Edinburgh, Fife & East Scotland

Midsummer Chronophage displayed at National Museum of Scotland

Midsummer Chronophage
Image caption A grasshopper on top of the Chronophage chomps away time

A clock which "eats" time and has no hands or numbers has gone on display at the National Museum of Scotland.

The Midsummer Chronophage was designed to sometimes stop or slow down to show everyone experiences time differently.

It was created by Dr John C Taylor, who is best known for inventing the safety switch that turns a kettle off when it boils.

The timepiece will displayed in the museum's Discoveries Gallery until 13 January.

The clock face is made of 24ct gold-plate, on stainless steel. It was formed into its wave shape by several underwater explosions.
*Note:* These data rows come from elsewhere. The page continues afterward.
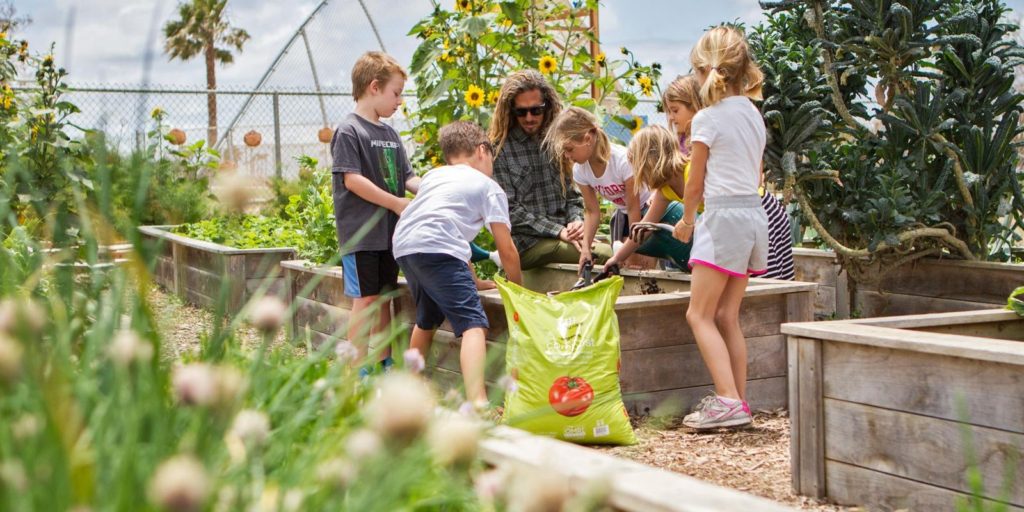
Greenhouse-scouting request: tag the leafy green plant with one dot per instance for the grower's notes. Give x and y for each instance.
(466, 53)
(244, 231)
(312, 214)
(893, 126)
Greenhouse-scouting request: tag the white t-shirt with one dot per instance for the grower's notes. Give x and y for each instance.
(454, 203)
(611, 184)
(734, 132)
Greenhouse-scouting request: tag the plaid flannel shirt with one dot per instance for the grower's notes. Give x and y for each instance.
(539, 206)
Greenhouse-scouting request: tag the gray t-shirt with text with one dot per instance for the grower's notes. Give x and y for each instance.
(376, 153)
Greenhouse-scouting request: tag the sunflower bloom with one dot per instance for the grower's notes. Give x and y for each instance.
(637, 124)
(548, 65)
(645, 84)
(474, 96)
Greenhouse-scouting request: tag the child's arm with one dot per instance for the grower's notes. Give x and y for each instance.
(480, 284)
(693, 193)
(413, 184)
(633, 206)
(361, 186)
(591, 218)
(507, 252)
(654, 213)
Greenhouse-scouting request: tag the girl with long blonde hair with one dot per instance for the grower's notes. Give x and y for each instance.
(600, 169)
(730, 241)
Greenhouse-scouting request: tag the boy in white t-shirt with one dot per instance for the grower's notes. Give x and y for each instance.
(432, 246)
(599, 169)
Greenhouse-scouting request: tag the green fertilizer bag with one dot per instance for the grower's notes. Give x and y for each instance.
(563, 353)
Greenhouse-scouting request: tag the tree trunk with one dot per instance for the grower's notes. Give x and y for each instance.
(211, 97)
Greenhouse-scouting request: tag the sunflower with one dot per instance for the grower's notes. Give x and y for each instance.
(637, 124)
(474, 96)
(548, 65)
(645, 84)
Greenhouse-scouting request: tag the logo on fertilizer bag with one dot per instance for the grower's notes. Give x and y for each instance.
(570, 395)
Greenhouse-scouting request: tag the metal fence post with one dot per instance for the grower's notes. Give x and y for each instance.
(276, 135)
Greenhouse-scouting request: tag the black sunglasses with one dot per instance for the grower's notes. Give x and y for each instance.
(520, 112)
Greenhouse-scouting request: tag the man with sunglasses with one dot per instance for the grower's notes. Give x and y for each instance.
(545, 209)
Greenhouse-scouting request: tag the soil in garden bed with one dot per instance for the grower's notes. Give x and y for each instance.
(754, 460)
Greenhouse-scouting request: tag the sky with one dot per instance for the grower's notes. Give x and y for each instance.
(104, 41)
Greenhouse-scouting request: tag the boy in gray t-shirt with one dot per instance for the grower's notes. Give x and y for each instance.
(371, 174)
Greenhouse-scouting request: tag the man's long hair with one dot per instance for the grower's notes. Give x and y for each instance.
(516, 83)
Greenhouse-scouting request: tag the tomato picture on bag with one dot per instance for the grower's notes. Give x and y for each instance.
(570, 395)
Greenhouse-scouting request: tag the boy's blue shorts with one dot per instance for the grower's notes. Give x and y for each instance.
(442, 288)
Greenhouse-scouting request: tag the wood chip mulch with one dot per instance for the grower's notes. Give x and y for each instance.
(754, 460)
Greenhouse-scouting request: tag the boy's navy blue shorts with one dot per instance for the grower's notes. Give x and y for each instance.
(369, 272)
(442, 288)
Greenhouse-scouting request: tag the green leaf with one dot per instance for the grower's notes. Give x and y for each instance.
(1014, 304)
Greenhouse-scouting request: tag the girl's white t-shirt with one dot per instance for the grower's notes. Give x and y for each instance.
(611, 184)
(734, 133)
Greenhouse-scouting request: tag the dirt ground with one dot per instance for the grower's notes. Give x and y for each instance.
(755, 460)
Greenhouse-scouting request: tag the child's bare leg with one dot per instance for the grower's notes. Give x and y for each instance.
(421, 340)
(359, 322)
(706, 291)
(727, 320)
(472, 358)
(382, 327)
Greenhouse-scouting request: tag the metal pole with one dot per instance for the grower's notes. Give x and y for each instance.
(312, 67)
(276, 60)
(276, 136)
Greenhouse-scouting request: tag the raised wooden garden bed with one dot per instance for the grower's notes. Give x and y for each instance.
(660, 363)
(926, 286)
(886, 413)
(198, 270)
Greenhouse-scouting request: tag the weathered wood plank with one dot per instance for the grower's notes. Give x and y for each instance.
(907, 444)
(816, 266)
(793, 383)
(634, 486)
(662, 326)
(1013, 330)
(942, 344)
(991, 394)
(761, 394)
(892, 304)
(811, 417)
(961, 281)
(799, 307)
(681, 366)
(265, 264)
(198, 258)
(863, 487)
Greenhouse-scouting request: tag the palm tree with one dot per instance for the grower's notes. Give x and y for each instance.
(203, 28)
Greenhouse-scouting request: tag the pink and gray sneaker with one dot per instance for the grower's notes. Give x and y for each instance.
(713, 413)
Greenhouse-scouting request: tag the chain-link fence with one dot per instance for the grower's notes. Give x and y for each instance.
(288, 121)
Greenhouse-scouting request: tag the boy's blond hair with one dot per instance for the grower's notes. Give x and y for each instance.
(374, 66)
(461, 138)
(570, 126)
(684, 90)
(654, 155)
(722, 53)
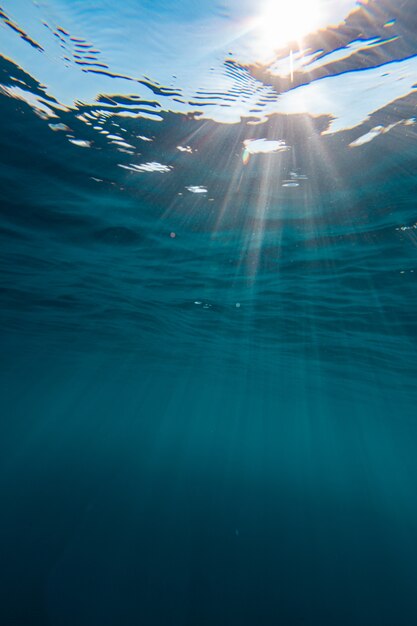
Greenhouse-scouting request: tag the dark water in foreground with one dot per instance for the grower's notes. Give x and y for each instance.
(208, 400)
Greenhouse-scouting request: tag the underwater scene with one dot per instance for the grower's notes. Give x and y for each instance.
(208, 282)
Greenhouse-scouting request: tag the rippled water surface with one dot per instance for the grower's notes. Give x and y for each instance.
(208, 312)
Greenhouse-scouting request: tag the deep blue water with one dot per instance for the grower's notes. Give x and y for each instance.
(208, 317)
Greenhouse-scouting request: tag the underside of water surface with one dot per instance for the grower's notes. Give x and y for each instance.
(208, 253)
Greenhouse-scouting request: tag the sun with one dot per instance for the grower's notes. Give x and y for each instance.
(283, 21)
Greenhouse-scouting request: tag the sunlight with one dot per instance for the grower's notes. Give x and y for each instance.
(284, 21)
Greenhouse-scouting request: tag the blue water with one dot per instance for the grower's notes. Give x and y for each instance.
(208, 315)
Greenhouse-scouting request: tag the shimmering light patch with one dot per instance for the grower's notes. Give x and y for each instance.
(379, 130)
(197, 189)
(147, 167)
(38, 104)
(82, 143)
(283, 21)
(352, 48)
(341, 98)
(60, 126)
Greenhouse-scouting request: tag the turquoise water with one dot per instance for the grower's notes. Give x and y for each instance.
(208, 315)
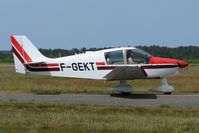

Accurate time is shown once every five minutes through the light slits which replace traditional hands and numbers, with a light show being created in concentric circles as each minute passes.

The Chronophage - a grasshopper which chomps away time on top of the clock - was inspired by the work of the 18th century horologist John Harrison.

Harrison is famous for his portable sea clocks, invented to solve the problem of measuring longitude at sea, and for his many inventions to increase the accuracy of timekeeping, including the grasshopper escapement.

Dr Taylor told BBC Radio's Good Morning Scotland programme: "It's different from any other clock because most clocks are boring. I'm an inventor, so I wanted to make a clock that was different and which engaged with the person alongside it."

The idea behind the Chronophage was to represent the concept of relative time, he explained.

Dr Taylor added: "Harrison didn't invent relative time - that was Einstein. He gave an example that an hour sat on a park bench with a pretty girl can seem like a minute but a minute sat on a hot stove can seem like an hour.

"So the clock runs fast, it runs slow, because time is relative to the circumstances".